The way Cincinnati head coach Mick Cronin prefers to play is with 94 feet of pressure defense and on offense a four-out-one-in system which utilizes a power forward who can spread the floor as well as long and athletic guys on the perimeter who will rebound. With the departures of some key seniors following this season, Cronin knew he had to re-load, and he did in a big way with Jermaine Lawrence.
At 6-foot-9 with a nice shooting stroke and impressive athleticism, Lawrence blew up this spring and summer on the AAU circuit. During this time the Cincinnati Bearcats and assistant coach Darren Savino were present quite a bit watching him play. That paid off with a commitment, and now UC has a key piece to the puzzle.
With his skillset and the direction basketball is going now, which is a bit smaller and more perimeter oriented, Lawrence is perfect as a faceup power forward. He can stretch the defense with his three point shooting, yet is athletic enough to know how to rebound.
For UC this is vital, because their current power forward, Justin Jackson, is mostly unskilled, but has a high motor. That means Jackson is more naturally suited to playing inside as a center as opposed to on the perimeter in the four-out offense that Cronin and his staff prefer.
By allowing Jackson to move inside, look for Lawrence to start at power forward and to be flanked on the wing by seniors Titus Rubles and Sean Kilpatrick. Kilpatrick, who is one of the best players in the Big East, is expected to return for his fifth year next season. That trio combined with Jackson will give the Bearcats a ton of length and athleticism.
Not only will Lawrence and Kilpatrick be able to spread the defense with their three point shooting, but it will take pressure off of what will be a somewhat unproven point guard situation. Troy Caupain could come in and start right away, but he is mostly a slasher, driver and then back up Ge-Lawn Guyn has been solid during the first two years of his career, yet fairly unspectacular.

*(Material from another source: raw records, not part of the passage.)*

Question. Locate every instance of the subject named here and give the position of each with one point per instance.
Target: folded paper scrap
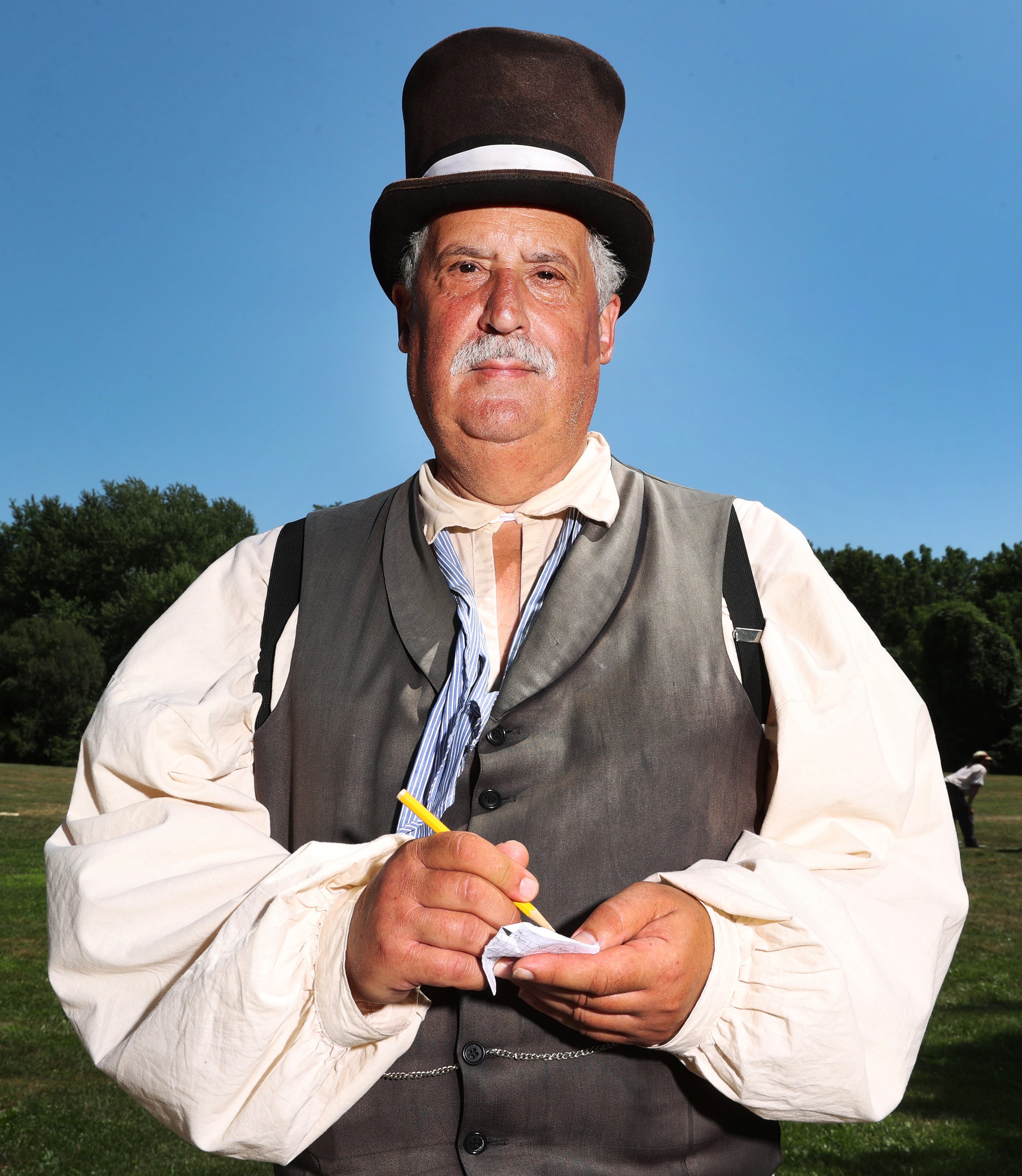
(524, 939)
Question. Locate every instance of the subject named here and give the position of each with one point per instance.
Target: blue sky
(832, 323)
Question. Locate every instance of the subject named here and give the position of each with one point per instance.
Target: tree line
(79, 585)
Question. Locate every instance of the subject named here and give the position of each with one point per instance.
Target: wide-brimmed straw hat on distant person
(501, 117)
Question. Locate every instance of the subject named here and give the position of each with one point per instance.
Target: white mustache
(504, 347)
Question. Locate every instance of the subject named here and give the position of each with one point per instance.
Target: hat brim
(612, 211)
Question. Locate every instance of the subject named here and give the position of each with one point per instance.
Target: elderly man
(561, 657)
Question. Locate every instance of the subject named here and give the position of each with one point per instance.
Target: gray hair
(610, 272)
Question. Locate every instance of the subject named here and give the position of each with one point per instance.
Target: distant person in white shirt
(962, 788)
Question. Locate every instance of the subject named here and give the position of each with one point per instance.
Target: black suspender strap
(747, 619)
(282, 595)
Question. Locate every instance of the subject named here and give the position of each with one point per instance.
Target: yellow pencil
(438, 826)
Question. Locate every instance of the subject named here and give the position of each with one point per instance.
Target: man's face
(504, 334)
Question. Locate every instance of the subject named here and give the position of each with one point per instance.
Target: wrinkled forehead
(520, 232)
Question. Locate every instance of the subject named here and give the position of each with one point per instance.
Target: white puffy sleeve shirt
(203, 965)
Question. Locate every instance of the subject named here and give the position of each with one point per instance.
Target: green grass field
(960, 1118)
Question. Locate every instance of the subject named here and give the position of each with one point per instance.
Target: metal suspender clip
(753, 637)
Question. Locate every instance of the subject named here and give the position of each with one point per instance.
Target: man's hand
(657, 950)
(431, 911)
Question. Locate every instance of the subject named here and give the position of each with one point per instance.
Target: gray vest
(621, 744)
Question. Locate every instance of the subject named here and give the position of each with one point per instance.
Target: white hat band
(507, 157)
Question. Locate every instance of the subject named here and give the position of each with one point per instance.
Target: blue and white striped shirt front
(465, 702)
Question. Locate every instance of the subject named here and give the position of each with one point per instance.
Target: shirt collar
(588, 487)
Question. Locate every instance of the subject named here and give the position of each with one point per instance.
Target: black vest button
(473, 1053)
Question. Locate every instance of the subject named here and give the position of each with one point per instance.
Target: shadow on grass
(960, 1119)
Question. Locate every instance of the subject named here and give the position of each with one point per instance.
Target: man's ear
(608, 325)
(401, 298)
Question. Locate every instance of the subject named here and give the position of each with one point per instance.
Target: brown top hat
(501, 117)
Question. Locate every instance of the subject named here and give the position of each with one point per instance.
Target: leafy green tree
(970, 677)
(103, 571)
(51, 675)
(114, 563)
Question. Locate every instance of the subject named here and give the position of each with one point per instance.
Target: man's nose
(505, 309)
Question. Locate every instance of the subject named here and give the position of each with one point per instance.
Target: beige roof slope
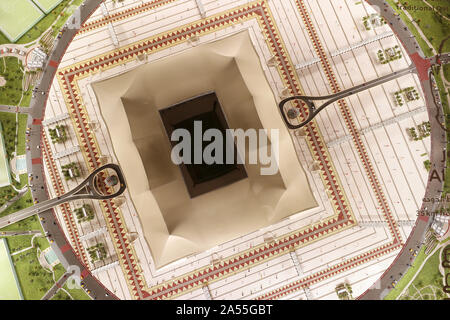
(174, 224)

Adding that scoring punch with Lawrence and allowing UC to played their preferred style on offense and defense makes this a huge commitment for the Bearcats. Right now UC can struggle to score, and they lose playmaker Cashmere Wright and toughness guy Jaquon Parker to graduation on the perimeter as well as top interior performer Cheikh Mobj.
Cronin needed a superstar in this class, and he got one in Lawrence. As if that weren’t big enough, Lawrence plays the position that is most crucial to allowing Cronin to play the way he wants on defense, and gives the Bearcats one of the longest and most athletic defensive teams in the country.